Introduced to the band after being handed a copy of ‘NME Presents Essential Bands 2006’ on a whim to make me ‘cooler’ by my Dad for my birthday, I unearthed a whole new world of ‘indie’ music and became hooked; especially on CD 2, Track 9: Bloc Party’s ‘So Here We Are’. Merely an awkward pre-teen at this point I was transformed into a trace dream-like world by this slow, beautiful song and instantly realised that S Club 7 and Sugababes were no longer going to be included on my Kenwood Portable CD Player.
The fact Silent Alarm made ‘Album of the Year’ in 2005 by NME enticed me to listen to the rest of the album; soon I’d ditched the ‘Essential Bands 2006’ CD and instead proceeded to drive my parents insane with the album consistently on repeat for the next few, (more like 10), years.
The boy’s debut not only received unprecedented praise from indie supporters NME, the album also reached number 3 on the UK Albums Chart before being certified platinum. Individual tracks also had similar success: many making their way into the mainstream and even crossing to the other side of the Atlantic which earned the band sold out Los Angeles and Miami shows, an impressive feat for such a unique sounding band with a previously small, loyal fan base.
Shying away from interviews and secretive about upcoming projects, frontman Okereke is archetypal of the mysterious indie genre. Even in the band’s early days they declined a a contract offer from Parlophone as they did not want to work for a major record label and instead signed a recording contract with East London independent label, Wichita Recordings, mirroring their origins of recording in small hired spaces.
Okereke did state in a rare interview that he wanted Silent Alarm to emphasise the importance of finding pleasure in small things, because “those are the sort of things that can be incredibly touching”. He went on to add that the album was borne out of “a nagging youthful urgency” which I believe to be most prevalent in the lyrics found in ‘The Pioneers’: “We promised the world we’d tame it//What were we hoping for?” The sentiment is clear amidst the fast tempo, killer hooks and foot-tappingly-good drum beats.
There are no low points to the album, each track flows seamlessly into the next, despite the different variations in pace. I was lucky enough to see my favourite track from the album, ‘This Modern Love’, which also happens to be my all-time favourite song, performed live at Earl’s Court in 2013. The song, which is almost never performed now, holds the most haunting and captivating lyrics that bring the listener an onslaught of emotion: “You told me you wanted to eat up my sadness//Well jump on, enjoy, you can gorge away”. Sometimes accused of giving off a depressing vibe, the track listing has this gentler number followed by previously mentioned ‘The Pioneers’ and similarly up-beat ‘Price of Gasoline’. Moreover, the remixed version of the album, appropriately entitled Silent Alarm Remixed, which includes big names in dance/electronic music such as Four Tet and M83, shows the band’s ability to create spontaneous, happiness-fuelled dancing in your living room as well as drug-intensified raving that I witnessed going on around me at their concert – the most violent and crazy gig I have ever attended.
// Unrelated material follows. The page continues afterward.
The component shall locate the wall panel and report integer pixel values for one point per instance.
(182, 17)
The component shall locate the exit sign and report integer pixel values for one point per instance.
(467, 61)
I struggle to foresee a time in my life when I will stop playing this album – in fact I am pretty certain that I will insist on ‘This Modern Love’ being the soundtrack to my wedding, or maybe even my funeral, I haven’t decided yet. This is because there is not a situation or person that cannot relate to Silent Alarm, no matter what your musical preference this album is a small piece of faultlessness that has been followed by Bloc Party’s later releases which are brilliant in their own right, A Weekend in the City, Intimacy and Four and the individual band members’ solo projects. However, in my eyes these will never be completely equal to Silent Alarm’s excellence.
So in the husky, pensive tones of Okereke in ‘Plans’, “Wake up sleepyhead” and go and listen to Silent Alarm as for the past ten years, it has been “happening without you”.
Silent Alarm was released in 2005 via Wichita Records.